I would still be interested to hear from implementers on that corner
case.

See below.


...
 It states "combined with a Double-Signature KSK rollover". So the
 appendix tables does describe what it claims. Wether it is required
 to combine sharing public ZSK's with a Double-Signature KSK is
 another question, and based on some scribbling I think it is better
 to indeed include it:

 A clean cache resolver will get to the parent and obtain NS_A, DS_A and
 DS_B. It then goes to the child at A (because it did not get an NS_B)
 and gets the DNSKEY RRset from Child A. This contains only 1 KSK,
 DNSKEY_K_A. So it must use DS_A to confirm validation. After a while
 for other data in the zone, it might query for data on NS_B and get
 some data signed by DNSKEY_Z_B but the existing DNSKEY RRset covers
 that key, so there is no problem.

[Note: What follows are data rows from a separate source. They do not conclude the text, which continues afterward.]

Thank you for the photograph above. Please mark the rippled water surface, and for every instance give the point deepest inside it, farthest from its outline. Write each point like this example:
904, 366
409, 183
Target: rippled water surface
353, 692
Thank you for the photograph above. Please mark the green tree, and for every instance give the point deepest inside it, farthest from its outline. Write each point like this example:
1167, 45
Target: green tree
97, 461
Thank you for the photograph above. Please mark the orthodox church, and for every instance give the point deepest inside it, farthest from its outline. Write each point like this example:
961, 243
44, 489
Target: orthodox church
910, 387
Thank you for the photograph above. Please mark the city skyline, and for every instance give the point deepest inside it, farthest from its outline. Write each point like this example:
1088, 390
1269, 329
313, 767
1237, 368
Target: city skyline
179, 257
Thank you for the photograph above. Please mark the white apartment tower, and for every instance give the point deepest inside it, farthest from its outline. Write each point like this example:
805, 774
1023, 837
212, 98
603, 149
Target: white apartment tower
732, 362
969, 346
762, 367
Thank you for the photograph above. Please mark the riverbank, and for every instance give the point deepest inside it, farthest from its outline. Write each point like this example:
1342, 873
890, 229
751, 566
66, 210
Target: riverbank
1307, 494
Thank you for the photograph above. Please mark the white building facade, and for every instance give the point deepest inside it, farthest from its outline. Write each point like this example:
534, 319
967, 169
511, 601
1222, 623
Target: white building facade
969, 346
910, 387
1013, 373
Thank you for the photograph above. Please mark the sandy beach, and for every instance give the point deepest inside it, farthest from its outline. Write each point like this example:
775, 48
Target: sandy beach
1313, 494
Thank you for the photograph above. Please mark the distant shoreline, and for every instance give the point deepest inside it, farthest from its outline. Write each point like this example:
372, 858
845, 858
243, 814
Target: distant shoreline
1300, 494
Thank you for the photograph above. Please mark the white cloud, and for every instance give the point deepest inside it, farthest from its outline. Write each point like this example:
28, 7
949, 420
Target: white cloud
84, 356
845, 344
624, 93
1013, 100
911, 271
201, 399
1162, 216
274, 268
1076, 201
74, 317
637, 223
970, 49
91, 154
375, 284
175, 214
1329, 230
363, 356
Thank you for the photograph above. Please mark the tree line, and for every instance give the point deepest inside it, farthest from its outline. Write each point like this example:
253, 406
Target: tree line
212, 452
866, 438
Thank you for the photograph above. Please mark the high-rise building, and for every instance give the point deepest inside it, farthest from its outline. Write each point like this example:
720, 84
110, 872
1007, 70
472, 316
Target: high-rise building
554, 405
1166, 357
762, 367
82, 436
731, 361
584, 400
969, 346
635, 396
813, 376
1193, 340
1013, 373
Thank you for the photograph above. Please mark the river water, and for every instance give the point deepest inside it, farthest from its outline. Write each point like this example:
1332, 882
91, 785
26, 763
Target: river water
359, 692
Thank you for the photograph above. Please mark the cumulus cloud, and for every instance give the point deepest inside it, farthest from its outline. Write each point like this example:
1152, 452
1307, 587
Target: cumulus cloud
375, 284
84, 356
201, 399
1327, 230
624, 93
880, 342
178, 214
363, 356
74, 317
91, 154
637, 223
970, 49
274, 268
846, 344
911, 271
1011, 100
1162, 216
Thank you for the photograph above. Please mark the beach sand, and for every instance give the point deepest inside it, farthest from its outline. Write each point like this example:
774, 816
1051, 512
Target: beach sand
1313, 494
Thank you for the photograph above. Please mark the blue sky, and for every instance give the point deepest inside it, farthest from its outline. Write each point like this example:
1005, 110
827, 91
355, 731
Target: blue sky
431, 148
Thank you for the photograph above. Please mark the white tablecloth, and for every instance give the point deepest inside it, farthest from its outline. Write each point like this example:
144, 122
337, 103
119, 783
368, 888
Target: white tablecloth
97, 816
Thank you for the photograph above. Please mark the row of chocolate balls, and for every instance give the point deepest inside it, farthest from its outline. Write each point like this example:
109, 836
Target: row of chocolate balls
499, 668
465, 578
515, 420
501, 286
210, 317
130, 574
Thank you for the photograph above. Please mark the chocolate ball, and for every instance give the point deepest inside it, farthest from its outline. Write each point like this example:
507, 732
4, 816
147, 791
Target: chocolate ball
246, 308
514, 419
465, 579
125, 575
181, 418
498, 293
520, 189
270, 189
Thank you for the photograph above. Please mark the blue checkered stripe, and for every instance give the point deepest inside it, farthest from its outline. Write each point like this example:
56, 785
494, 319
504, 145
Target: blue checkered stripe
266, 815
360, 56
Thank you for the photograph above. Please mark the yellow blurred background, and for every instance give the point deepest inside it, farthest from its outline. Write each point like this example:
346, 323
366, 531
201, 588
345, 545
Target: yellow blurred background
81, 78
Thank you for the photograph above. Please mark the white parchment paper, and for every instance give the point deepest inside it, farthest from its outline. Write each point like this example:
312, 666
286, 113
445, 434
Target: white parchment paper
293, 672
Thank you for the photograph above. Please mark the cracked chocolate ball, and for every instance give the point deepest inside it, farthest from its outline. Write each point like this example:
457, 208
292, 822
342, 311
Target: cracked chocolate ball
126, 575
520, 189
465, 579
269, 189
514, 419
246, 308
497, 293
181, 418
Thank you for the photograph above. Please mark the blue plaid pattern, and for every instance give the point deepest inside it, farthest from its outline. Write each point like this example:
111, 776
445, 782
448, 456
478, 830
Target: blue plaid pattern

Even if it needs to re-query for
 the DNSKEY RRset on NS_B and it only gets DNSKEY_K_B (and not
 DNSKEY_K_A), it could match the DNSKEY RRset to DS_B and it would
 be fine.

 What might be a corner case though, is if the first queried DNSEY RRset
 (from NS_A) has not yet expired - eg when it is being pre-fetched. At
 that point, the resolver getting the DNSKEY RRset for NS_B would not
 contain a valid key for the DNSKEY RRset of NS_B (DNSKEY_K_B is missing
 from the set on NS_A). It would be a bit implementation specific on what
 would happen (or perhaps this is specified in some DNSSEC RFC?). One
 implementation could decide that since the RRSIG fails, to re-validate
 the DNSKEY RRset using the parent DS RRset. But it could also assume
 it has a valid DNSKEY RRset and this new query is just missing the
 proper signature. So I believe it would be more robust to proceed as
 is specified in Appendix D.

First, I think you mean it would be more robust to proceed as is specified in Figure 10, right? The rollover that publishes both DNSKEYs of both providers in each version of the zone (Double-Signature KSK rollover).

Second, I believe the corner case you mentioned is for Figure 15 (the one in Appendix D), and I don't understand the scenario you are describing. What do you mean with "the resolver getting the DNKSEY RRset for NS_B would not contain a valid key for the DNSKEY RRset of NS_B". I think the resolver would get a new DNSKEY RRset with a pre-fetch (or if the DNSKEY RRset was expired from cache) and that would be validated with the DNSKEY from the response.